Die zweite Hälfte des Films wird vorrangig zu einer vergnüglichen Reise durch die bunte, weite Welt des Online-Datings, bei der Eva viel an Erfahrung hinzugewinnt, aber wohl eher weniger an Befriedigung. Insgesamt bleibt der Tonfall insgesamt eher ruhig und der Humor eher liebevoll und zurückhaltend. Es gibt ein paar schöne Dialoge, und Nora Navas spielt ihre Rolle mit viel Einfühlungsvermögen – auch in der Entwicklung von der Graumausigkeit zu einer selbstbewussteren Frau. Wie andere Frauen ihres Alters hat sie die Angewohnheit, zu schwindeln, wenn ihr eine ehrliche Antwort zu umständlich oder zu peinlich wäre. Das spielt Nora Navas ebenso souverän und witzig, besonders wenn sie dabei erwischt wird. Darüber hinaus hat sie aber leider etwas zu wenig Gelegenheit, sich als originelle und sympathische Persönlichkeit zu etablieren und damit letztlich als Identifikationsfigur.
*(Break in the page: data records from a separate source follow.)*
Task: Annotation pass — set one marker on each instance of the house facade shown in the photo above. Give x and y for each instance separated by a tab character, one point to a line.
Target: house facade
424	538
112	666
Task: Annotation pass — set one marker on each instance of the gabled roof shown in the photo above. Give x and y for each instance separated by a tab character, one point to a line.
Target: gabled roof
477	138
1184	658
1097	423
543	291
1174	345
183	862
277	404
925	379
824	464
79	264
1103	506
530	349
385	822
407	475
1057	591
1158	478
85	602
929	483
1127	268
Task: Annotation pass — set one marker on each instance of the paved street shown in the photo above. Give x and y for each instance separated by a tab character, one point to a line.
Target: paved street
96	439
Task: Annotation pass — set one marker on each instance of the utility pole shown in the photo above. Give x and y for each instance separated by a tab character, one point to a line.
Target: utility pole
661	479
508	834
Das gilt auch für die Beziehung zu ihrem Job und zu ihrer Familie sowie für ihr Verhältnis zum Sex – es gibt wenig Informationen und deshalb dazu weder Konflikte noch was zum Mitleiden oder zum Mitlachen. Das liegt aber nicht an der Darstellerin, die es schafft, immer sympathisch zu wirken, sondern am Drehbuch, das gerade in der Figurenzeichnung nicht immer konsequent komödiantisch voranschreitet. Auch für die Nebenfiguren, wie vor allem Victor, Alex und Evas Kinder wäre etwas mehr Präsenz wünschenswert gewesen. Dafür hätte man gern auf einige Personen aus der unübersichtlich wirkenden Schar von nahezu bedeutungslosen Freunden und Bekannten verzichtet. Vermutlich ging es Cesc Gay um die möglichst realistische Darstellung eines Entwicklungsprozesses – und dabei hat er ein bisschen vergessen, dass Komödien von Konflikten leben, z. B. zwischen der Hauptperson und ihrer Familie, aber auch in ihrem gesamten Beziehungsgeflecht. Das gilt ebenso für Evas Ehe mit dem gut aussehenden und absolut nicht langweilig wirkenden Victor, den Juan Diego Botto mit viel sanftem Charme verkörpert. Warum trennt sich Eva eigentlich von ihm? Da gäbe es, auch unter realistischen Umständen, viel Raum für Konflikte. Zwischenzeitlich entsteht der Eindruck, als ob die Komödie ein bisschen hinter ihren Möglichkeiten bleibt.

Insgesamt jedoch ist der Film durchaus unterhaltsam, auch wenn er weniger aufs Lachen als aufs Schmunzeln zielt – mit einer engagierten Hauptdarstellerin als Frau, die davon träumt, sich noch einmal im Leben so richtig zu verlieben. Ob das klappt?